While the number of rooms under construction has increased, it remains below pre-pandemic levels. From October 2023, month-over-month percentage changes have improved, and the final phase of the pipeline contains 156,000 rooms, the most since November 2018. These rises indicate a rebalancing of the market and the likelihood that developers are staying with current interest rates. 

Isaac Collazo, STR analytics VP

Upper midscale and upmarket buildings make up over half of the in-construction room total.

Chain-scale segments (supply %, in-construction rooms)

Luxury (4.3%, 6,466 rooms)

Upper Upscale (19,766 rooms, 2.8%)

upscale (4.0%, 35,912 rooms)

Upper Midscale (3.6%, 42,605 rooms)

Medium (2.9%, 14,733 rooms)

Economy (1.2%, 7,946 rooms)

CoStar Group info

CoStar Group (NASDAQ: CSGP) is a prominent online real estate marketplace, information, and analytics provider. In 1987, CoStar Group began extensive research to create and manage the largest real estate database. CoStar, the global leader in commercial real estate information, analytics, and news, helps clients evaluate, interpret, and obtain unrivaled insight into property values, market situations, and availabilities. Apartments.com is the top online marketplace for tenants looking for fantastic apartments, helping property managers and owners market their properties. Over twelve million monthly global unique visits make LoopNet the largest visited online commercial real estate platform. Premium data benchmarking, analytics, and marketplace insights for the worldwide hospitality business from STR. Ten-X is a prominent commercial real estate online auction and negotiated bid platform. Homes.com is the fastest-growing online residential marketplace for agents, buyers, and sellers. OnTheMarket is a renowned UK residential property portal. BureauxLocaux is one of France’s leading commercial real estate platforms. Business Immo is France’s top commercial real estate news service. Thomas Daily is Germany’s largest real estate data database online. Belbex is Spain’s top commercial space rental and sales company.

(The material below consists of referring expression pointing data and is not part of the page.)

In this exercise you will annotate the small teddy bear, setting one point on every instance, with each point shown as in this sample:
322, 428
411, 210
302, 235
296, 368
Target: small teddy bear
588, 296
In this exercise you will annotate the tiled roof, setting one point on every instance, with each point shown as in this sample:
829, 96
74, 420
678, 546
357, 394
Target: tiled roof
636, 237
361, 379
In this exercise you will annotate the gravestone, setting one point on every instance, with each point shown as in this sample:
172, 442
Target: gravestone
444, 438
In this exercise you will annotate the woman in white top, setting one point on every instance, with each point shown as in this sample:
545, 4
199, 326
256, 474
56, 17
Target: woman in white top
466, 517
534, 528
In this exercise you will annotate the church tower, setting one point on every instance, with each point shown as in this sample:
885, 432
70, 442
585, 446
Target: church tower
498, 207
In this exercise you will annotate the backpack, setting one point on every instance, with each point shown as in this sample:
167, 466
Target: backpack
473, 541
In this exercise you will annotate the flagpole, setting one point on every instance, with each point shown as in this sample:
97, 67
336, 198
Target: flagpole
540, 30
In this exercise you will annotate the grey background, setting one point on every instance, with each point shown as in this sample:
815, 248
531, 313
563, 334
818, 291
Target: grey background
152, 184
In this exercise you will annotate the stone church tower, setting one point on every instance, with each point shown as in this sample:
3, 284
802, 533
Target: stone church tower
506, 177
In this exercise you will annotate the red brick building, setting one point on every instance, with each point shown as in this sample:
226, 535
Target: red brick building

Over 100 million people visit CoStar Group websites monthly. Washington, DC-based CoStar Group has offices in the U.S., Europe, Canada, and Asia. Our corporate website, CoStarGroup.com, will distribute firm information periodically. For details, visit CoStarGroup.com.

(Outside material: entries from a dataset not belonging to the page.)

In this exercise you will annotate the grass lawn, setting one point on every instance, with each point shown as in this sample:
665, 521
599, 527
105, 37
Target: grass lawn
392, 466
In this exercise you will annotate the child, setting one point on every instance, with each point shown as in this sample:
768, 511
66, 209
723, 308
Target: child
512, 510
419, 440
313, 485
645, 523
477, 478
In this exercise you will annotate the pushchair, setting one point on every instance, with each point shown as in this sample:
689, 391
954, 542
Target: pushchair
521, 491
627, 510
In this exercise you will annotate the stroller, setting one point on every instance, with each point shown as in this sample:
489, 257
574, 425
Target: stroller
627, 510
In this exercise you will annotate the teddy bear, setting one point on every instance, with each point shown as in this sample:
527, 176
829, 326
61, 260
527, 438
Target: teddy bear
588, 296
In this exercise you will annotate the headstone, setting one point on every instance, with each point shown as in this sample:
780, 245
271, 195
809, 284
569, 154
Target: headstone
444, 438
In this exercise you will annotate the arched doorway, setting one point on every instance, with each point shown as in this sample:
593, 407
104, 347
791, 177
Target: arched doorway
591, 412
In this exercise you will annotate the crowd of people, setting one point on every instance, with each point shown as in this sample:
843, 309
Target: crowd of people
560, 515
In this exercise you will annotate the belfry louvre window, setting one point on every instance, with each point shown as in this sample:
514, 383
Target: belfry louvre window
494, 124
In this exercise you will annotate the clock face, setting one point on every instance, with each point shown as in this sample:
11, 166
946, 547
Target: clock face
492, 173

CoStar’s future expectations and beliefs are among the “forward-looking statements” in this news release. These statements reflect current assumptions and are subject to several risks and uncertainties that might cause actual outcomes to differ considerably. The likelihood that U.S. hotel development growth estimates are wrong may add to such discrepancies. More information about potential factors that could cause results to differ materially from those anticipated in the forward-looking statements is available in CoStar’s filings with the Securities and Exchange Commission, including its Annual Report on Form 10-K for the year ended December 31, 2022 and Forms 10-Q for the quarterly periods ended March 31, 2023, June 30, 2023, and September 30, 2023. All forward-looking statements are based on information available to CoStar on the date hereof, and CoStar assumes no duty to update or alter them due to new information, future events, or otherwise.

About STR: STR provides premier data benchmarking, analytics, and market insights for the worldwide hospitality industry. STR, founded in 1985, has headquarters in Hendersonville, Tennessee, London, and Singapore, and operates in 15 countries. CoStar Group, Inc. (NASDAQ: CSGP), a prominent commercial real estate information, analytics, and online marketplace provider, bought STR in October 2019. 

Summary of today’s construction news

In summary, the number of permits issued for the future building of single-family houses dropped 5.7% in March to 973,000 units—the lowest since October of last year. That implies a slowdown in future homebuilding activity and probably reflects the recent increase in mortgage rates.

On the other hand, over half of the rooms in development are in upper midscale and upmarket buildings, which continue to dominate the pipeline.